Все, что ему оставалось — удирать.
К счастью — или, как оказалось, к несчастью — он уже находился на подходе к Карусели Нью-Копенгагена. По его сведением, на где-то «ободе» находился достаточно просторный ремонтный док, куда с некоторым скрипом могла вписаться его посудина.
Как говорится, в тесноте, да не в обиде. Лайл Меррик как минимум получал возможность уничтожить груз до появления полиции. Понятно, что Лайл создавал себе массу проблем, но не обманул бы доверие клиентов. Для него это было куда важнее собственного благополучия.

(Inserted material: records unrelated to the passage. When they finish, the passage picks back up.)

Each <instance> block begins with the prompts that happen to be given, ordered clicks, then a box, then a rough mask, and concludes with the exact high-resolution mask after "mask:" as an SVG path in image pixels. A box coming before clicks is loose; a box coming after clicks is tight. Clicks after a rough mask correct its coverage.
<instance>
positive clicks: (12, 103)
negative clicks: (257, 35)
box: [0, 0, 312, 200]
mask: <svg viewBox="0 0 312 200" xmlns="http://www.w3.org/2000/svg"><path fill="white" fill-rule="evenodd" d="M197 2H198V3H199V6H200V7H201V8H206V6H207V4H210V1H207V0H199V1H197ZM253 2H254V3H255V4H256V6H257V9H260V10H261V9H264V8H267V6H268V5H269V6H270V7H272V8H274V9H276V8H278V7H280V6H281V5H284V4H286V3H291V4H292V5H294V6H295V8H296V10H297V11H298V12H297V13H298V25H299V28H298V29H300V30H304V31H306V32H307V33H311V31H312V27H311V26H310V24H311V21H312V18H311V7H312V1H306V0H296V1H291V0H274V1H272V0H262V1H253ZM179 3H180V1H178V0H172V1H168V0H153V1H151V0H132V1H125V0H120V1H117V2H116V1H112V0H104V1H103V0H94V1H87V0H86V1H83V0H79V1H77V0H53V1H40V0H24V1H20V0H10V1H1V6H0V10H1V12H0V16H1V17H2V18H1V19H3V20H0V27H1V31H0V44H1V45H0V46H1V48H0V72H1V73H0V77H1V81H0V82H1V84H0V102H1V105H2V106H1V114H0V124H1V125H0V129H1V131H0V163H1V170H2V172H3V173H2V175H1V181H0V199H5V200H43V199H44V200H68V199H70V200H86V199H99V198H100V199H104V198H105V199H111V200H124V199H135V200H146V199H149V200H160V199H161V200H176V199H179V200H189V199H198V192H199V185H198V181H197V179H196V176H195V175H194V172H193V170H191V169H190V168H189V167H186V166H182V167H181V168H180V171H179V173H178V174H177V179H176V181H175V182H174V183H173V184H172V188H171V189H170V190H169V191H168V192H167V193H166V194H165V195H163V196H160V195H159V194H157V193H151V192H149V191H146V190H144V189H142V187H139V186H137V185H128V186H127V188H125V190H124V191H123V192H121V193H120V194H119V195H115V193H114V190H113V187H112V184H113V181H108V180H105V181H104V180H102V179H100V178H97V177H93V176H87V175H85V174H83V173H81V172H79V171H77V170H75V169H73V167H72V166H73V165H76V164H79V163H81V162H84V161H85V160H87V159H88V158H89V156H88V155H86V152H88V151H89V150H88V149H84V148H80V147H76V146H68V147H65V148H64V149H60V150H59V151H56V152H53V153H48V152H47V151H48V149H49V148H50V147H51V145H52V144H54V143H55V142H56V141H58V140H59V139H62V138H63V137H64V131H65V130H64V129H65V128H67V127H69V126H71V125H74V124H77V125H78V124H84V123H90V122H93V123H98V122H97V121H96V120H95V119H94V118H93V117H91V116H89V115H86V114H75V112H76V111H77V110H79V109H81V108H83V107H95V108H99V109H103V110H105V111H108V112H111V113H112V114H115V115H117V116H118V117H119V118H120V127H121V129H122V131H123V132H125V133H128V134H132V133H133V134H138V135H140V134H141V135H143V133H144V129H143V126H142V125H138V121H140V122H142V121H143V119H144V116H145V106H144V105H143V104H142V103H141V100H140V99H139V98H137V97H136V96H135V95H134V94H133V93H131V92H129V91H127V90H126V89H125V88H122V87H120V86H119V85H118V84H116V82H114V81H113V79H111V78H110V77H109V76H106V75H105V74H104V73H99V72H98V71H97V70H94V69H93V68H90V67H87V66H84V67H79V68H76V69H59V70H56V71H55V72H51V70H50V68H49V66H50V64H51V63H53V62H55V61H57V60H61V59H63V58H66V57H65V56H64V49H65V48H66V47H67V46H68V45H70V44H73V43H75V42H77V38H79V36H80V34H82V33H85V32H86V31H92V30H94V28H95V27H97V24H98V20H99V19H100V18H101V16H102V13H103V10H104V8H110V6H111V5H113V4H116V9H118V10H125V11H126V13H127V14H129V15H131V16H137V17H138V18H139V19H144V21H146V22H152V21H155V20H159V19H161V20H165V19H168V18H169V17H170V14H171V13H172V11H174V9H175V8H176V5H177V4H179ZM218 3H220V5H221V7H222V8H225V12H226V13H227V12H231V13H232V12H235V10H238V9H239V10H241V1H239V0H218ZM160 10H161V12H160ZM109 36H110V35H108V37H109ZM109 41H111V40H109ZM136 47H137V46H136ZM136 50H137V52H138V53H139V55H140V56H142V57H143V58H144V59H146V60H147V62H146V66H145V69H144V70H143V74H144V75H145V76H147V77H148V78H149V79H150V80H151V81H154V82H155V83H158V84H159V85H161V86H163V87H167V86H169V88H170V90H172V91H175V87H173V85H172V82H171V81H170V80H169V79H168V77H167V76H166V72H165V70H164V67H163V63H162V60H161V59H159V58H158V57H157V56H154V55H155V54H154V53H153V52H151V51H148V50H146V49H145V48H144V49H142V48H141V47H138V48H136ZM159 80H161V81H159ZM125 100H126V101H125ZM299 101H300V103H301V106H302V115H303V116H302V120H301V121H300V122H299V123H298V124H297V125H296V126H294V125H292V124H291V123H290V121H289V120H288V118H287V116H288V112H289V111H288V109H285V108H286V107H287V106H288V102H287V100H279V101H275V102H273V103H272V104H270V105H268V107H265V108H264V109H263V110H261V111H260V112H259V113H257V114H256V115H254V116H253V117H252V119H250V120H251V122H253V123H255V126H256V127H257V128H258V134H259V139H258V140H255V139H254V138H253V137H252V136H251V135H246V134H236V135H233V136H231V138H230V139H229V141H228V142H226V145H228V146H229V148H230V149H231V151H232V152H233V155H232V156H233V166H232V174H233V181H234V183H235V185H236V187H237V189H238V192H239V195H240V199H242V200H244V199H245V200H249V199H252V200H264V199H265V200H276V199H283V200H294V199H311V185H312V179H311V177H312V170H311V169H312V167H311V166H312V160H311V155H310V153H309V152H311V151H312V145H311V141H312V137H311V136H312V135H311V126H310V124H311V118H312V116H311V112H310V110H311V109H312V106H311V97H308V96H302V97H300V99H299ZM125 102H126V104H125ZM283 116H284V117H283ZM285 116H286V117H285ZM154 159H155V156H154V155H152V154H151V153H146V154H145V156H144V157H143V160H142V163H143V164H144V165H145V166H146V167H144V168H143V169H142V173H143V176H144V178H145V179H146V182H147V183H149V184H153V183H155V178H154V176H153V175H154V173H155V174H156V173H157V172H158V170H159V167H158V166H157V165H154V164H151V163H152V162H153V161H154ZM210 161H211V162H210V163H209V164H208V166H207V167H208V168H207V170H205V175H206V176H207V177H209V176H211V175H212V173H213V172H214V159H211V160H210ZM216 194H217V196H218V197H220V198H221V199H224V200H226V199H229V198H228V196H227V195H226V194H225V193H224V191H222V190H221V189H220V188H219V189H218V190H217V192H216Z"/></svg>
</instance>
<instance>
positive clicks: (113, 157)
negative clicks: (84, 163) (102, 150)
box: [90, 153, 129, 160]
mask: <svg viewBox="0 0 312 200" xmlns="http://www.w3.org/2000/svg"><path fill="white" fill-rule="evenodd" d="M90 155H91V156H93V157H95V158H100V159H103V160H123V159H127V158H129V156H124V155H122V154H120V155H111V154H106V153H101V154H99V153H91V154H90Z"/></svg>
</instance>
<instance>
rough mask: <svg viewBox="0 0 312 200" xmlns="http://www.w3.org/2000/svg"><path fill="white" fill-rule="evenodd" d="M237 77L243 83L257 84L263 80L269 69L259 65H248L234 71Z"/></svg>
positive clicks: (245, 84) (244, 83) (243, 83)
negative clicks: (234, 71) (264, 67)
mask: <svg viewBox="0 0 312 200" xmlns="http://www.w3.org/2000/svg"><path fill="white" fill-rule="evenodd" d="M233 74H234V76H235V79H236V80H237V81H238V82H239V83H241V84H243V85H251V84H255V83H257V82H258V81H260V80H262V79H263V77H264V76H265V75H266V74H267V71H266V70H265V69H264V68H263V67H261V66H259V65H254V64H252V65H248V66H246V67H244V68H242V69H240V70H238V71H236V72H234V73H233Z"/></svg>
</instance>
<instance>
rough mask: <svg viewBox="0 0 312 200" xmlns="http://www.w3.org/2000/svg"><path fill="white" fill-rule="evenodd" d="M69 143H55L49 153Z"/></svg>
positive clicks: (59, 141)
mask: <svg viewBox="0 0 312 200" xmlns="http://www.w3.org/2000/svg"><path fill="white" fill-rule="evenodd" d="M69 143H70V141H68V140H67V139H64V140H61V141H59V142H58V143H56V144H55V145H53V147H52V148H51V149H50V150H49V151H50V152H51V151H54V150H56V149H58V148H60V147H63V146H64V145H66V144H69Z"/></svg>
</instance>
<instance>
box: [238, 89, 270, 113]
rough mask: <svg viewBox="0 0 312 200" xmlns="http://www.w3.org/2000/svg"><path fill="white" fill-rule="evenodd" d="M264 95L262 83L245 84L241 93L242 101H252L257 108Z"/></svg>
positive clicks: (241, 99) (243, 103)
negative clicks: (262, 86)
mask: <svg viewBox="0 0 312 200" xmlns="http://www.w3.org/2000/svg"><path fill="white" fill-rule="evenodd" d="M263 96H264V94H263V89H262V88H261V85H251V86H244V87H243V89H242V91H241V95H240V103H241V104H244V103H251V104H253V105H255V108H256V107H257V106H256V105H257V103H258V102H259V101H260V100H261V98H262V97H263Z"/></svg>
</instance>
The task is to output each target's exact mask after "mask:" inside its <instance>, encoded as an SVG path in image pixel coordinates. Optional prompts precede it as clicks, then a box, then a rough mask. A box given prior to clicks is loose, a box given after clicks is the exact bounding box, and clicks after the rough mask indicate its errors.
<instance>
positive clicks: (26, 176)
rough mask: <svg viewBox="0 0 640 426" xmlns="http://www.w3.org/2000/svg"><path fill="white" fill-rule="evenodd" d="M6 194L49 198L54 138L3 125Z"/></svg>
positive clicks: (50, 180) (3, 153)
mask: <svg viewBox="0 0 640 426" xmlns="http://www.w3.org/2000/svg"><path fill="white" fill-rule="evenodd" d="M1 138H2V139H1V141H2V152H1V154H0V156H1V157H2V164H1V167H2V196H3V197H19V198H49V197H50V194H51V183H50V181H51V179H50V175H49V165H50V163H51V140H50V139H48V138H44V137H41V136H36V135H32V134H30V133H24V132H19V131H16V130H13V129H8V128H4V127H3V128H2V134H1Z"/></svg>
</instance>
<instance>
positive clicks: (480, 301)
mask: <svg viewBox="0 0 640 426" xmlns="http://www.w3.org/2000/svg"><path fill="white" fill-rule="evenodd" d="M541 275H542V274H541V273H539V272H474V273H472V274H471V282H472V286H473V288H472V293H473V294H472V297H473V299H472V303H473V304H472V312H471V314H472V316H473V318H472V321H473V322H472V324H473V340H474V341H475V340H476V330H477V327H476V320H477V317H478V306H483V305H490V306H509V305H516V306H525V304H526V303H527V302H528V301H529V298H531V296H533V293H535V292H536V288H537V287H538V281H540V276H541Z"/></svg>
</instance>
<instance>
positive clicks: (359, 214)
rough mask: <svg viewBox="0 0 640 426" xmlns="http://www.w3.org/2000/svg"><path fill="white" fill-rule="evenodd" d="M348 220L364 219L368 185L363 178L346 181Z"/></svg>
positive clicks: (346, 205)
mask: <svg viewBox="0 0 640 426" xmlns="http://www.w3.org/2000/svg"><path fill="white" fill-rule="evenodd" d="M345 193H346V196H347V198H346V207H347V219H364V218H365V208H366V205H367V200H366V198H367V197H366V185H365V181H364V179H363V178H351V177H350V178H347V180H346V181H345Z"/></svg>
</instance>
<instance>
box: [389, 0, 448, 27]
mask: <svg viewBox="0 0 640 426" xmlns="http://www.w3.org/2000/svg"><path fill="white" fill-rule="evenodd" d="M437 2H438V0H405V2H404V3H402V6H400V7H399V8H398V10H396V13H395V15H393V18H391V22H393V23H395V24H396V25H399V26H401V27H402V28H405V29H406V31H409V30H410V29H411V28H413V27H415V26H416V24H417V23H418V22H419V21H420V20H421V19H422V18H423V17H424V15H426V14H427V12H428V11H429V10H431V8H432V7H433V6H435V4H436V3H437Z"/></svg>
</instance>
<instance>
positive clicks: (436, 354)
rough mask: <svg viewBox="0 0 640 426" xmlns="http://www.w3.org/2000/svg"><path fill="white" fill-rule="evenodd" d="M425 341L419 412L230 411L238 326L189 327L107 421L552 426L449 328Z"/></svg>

Но осуществить этот план не удалось. Куттера приближались, к первому присоединились еще трое, один уже приготовился выстрелить в сторону корабля Лайла стыковочными якорями. Меррик прибавил скорость… и на полном ходу врезался в Карусель. Ко всеобщему удивлению — и прежде всего, к удивлению самого Меррика — он уцелел. Тупоносый обитаемый модуль его звездолета пробил оболочку Карусели, подобно птенцу, который пробивает клювом скорлупу яйца. В момент столкновения скорость грузовоза составляла лишь несколько десятков метров в секунду. Незадачливый пилот отделался множеством синяков и ушибов. Удача не покинула его даже после того, как одна из главных секций силовой установки — раздутые цистерны с химическим топливом — продолжая двигаться по инерции, взорвались. Жилой модуль вмяло еще глубже в карусель, но и на этот раз Меррик выжил.
Он мог сколько угодно радоваться такому везению, но прекрасно понимал, насколько основательно влип. Сектор обода, в который он врезался, не числился среди густонаселенных, но жертв оказалось немало. Когда грузовоз пробил оболочку, герметичность внутреннего пространства Нью-Копенгагена оказалась нарушена. Воздух с шипением и свистом вырывался наружу через отверстие.
Как раз в этом секторе находилась восстановительная зона — миниатюрные поля и лес, освещенные подвесными лампами. Обычно туда мало кто заходил по ночам — разве что десятка два романтиков, желающих полюбоваться «лунным» светом. Но именно в тот момент на Карусели давали концерт из популярных произведений Квирренбаха, собравший несколько сотен зрителей. К счастью, большинство остались живы, но многие получили серьезные ранения. По последним подсчетам, число погибших составило сорок три человека — не считая самого Лайла Меррика. Не исключено, что эта цифра была занижена.
Меррик не пытался исчезнуть. Он уже знал, что обречен. В принципе, неподчинение приказу о стыковке для досмотра не каралось смертной казнью. У него были средства и способы отвертеться. Но теперь… Со времен Комбинированной Эпидемии, когда Блестящий Пояс перестал быть Блестящим Поясом и превратился в Ржавый Обод, акты вандализма против анклавов стояли в списке самых страшных преступлений. По сравнению с этим гибель сорока трех человек была мелкой деталью.